Di sebuah ruangan sederhana, Kevin Gani berdiri di tengah lingkaran para relawan yang mengenakan rompi hijau bertuliskan “Garda Pangan Volunteer“. Tangannya bergerak perlahan, memberi arahan dengan nada tenang dan penuh semangat. Para relawan muda mendengarkan dengan seksama, tangan mereka bersarung plastik, siap memulai kegiatan penyortiran makanan.
Kevin Gani sedang memberikan arahan kepada para relawan (foto: SIA25 Booklet)
Suasananya sederhana, namun terasa hangat dan sarat akan makna. Dari dapur kecil di jantung Kota Surabaya inilah, sebuah gerakan besar lahir bernama Garda Pangan, sebuah gerakan yang menebar harapan lewat food bank.

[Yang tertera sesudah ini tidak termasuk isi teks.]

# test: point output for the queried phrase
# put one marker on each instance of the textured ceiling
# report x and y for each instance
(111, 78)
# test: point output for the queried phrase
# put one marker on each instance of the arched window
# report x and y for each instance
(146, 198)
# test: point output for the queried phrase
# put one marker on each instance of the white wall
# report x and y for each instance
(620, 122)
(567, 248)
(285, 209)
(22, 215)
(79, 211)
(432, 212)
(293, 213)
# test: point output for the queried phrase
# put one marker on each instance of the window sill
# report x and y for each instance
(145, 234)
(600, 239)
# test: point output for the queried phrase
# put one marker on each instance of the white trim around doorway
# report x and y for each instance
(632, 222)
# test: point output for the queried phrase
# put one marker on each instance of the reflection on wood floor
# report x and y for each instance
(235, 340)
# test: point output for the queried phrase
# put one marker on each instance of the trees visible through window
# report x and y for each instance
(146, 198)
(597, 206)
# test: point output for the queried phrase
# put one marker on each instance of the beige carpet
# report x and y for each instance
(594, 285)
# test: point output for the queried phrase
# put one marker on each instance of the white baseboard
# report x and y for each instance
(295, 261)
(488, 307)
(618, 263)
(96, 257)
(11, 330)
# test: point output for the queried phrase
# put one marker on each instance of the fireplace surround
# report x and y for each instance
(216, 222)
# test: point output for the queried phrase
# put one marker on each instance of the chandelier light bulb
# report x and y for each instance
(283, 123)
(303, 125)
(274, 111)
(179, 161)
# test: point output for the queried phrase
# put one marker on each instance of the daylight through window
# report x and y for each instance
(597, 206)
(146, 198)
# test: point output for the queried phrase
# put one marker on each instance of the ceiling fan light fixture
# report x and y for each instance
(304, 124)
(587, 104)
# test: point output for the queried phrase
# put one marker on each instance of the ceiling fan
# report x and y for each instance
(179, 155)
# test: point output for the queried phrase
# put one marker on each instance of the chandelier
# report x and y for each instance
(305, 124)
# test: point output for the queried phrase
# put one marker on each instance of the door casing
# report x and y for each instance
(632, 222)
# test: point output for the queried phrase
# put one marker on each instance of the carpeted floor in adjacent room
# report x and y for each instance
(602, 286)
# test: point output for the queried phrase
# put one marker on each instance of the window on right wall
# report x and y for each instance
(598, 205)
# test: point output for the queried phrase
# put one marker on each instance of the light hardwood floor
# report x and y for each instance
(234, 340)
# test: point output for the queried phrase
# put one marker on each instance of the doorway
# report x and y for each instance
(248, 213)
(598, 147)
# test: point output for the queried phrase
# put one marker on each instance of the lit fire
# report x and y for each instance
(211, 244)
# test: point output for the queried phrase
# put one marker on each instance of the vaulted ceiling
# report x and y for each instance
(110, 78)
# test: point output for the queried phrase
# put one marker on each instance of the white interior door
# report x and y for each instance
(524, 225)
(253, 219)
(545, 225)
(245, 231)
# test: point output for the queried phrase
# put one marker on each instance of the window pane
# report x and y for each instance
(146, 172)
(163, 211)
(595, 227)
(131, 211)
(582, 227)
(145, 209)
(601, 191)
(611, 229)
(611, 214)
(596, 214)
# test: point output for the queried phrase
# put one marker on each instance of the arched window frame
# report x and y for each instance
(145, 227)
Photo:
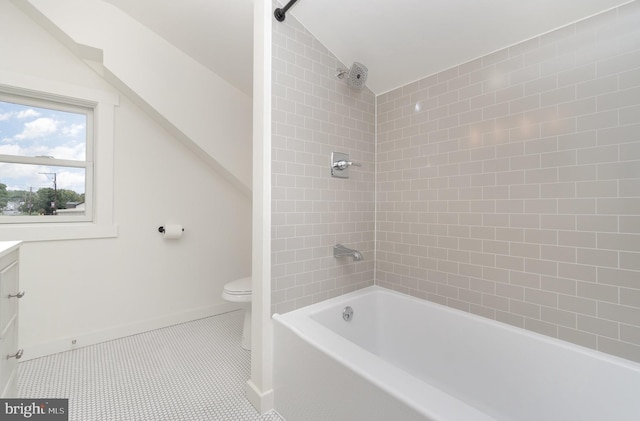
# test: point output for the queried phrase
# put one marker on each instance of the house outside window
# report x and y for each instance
(46, 161)
(56, 160)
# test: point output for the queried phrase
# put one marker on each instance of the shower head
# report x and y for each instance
(356, 75)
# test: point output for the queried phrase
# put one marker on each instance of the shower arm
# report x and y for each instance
(280, 13)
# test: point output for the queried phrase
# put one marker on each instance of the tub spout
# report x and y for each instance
(341, 251)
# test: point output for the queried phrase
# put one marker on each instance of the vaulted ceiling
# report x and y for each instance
(399, 41)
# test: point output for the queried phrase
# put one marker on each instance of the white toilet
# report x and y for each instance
(239, 291)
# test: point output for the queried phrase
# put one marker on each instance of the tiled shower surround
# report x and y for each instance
(508, 186)
(314, 114)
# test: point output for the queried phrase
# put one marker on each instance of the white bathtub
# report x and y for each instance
(401, 358)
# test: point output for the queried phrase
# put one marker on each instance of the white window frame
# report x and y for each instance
(99, 194)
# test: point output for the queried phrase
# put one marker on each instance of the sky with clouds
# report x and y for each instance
(32, 131)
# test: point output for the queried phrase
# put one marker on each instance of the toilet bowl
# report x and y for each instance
(239, 291)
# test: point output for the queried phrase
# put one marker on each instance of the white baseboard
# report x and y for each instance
(92, 338)
(261, 401)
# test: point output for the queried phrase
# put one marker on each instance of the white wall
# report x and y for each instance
(96, 289)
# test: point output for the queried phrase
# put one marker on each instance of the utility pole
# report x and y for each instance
(55, 190)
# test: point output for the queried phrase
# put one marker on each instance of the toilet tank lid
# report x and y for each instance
(239, 285)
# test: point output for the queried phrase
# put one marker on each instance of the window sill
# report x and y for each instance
(57, 231)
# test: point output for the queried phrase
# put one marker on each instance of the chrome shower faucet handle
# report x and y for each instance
(340, 164)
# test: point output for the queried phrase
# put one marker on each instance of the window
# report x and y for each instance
(56, 160)
(46, 161)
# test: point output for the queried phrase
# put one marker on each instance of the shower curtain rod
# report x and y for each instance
(279, 13)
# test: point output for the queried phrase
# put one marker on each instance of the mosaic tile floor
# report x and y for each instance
(192, 371)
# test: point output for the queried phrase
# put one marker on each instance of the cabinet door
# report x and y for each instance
(8, 329)
(8, 285)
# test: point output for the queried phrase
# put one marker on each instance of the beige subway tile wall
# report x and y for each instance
(509, 186)
(315, 114)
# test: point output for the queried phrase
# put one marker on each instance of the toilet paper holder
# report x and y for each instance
(161, 229)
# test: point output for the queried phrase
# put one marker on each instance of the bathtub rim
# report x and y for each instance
(317, 335)
(303, 325)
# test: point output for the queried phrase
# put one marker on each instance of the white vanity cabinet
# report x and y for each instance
(9, 298)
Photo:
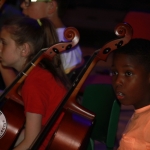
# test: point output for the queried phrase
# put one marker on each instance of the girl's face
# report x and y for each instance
(10, 53)
(35, 10)
(130, 81)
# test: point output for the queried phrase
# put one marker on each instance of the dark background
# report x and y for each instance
(96, 19)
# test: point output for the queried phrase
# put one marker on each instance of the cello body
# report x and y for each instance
(73, 133)
(12, 117)
(14, 113)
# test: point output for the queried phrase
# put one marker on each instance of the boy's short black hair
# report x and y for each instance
(62, 7)
(139, 49)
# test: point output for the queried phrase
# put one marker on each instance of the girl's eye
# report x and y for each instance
(2, 42)
(128, 73)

Gerakan ini bukanlah sekadar tentang menyelamatkan makanan. Lebih dari itu, ini adalah ikhtiar menghidupkan kembali rasa kemanusiaan di tengah ironi negeri yang kaya pangan, tetapi masih banyak warganya yang berjuang melawan rasa lapar.
Garda Pangan, Lahir dari Sebuah Keresahan
Garda Pangan berdiri pada tahun 2017, lahir dari keresahan sederhana namun mendalam. Saat itu, salah satu pendirinya, Dedhy Trunoyudho, yang berprofesi sebagai pengusaha katering pernikahan, kerap menghadapi masalah pembuangan makanan setiap pekannya. Dari sisi bisnis, membuang makanan adalah cara tercepat, murah dan praktis. Namun bagi istrinya, Indah Audivtia, kebiasaan itu terasa menyesakkan dan membuatnya resah.
“Melihat makanan yang masih layak, tetapi dibuang begitu saja rasanya tidak nyaman,” begitulah kira-kira yang dirasakan Indah saat itu. Dari kegelisahan itulah, mereka akhirnya tergerak untuk melakukan sesuatu yaitu mendonasikan makanan berlebih kepada yang membutuhkan.
Tak lama kemudian, keduanya bertemu dengan Eva Bachtiar, sosok yang juga memiliki kepedulian serupa terhadap isu pembuangan makanan berlebih. Akhirnya dari pertemuan tiga orang ini, lahirlah gagasan membentuk gerakan food bank di Surabaya.
Mungkin ada yang bertanya-tanya apa sebenarnya food bank itu? Food bank merupakan organisasi yang mengumpulkan makanan berlebih (surplus food) dari berbagai sumber lalu mendistribusikannya ke masyarakat yang membutuhkan.
Lalu, tak butuh waktu lama, mereka menamai food bank ini dengan sebutan Garda Pangan, gerakan yang akan menjadi salah satu pelopor penyelamatan makanan di Indonesia.
Setahun kemudian, tepatnya pada 2018, seorang mahasiswa bernama Kevin Gani bergabung menjadi relawan. Latar belakangnya di bidang sosial dan komunikasi membuatnya cepat menjadi motor penggerak. Dan kini, Kevin telah dipercaya sebagai Ketua Yayasan Garda Pangan, meneruskan semangat awal para pendirinya.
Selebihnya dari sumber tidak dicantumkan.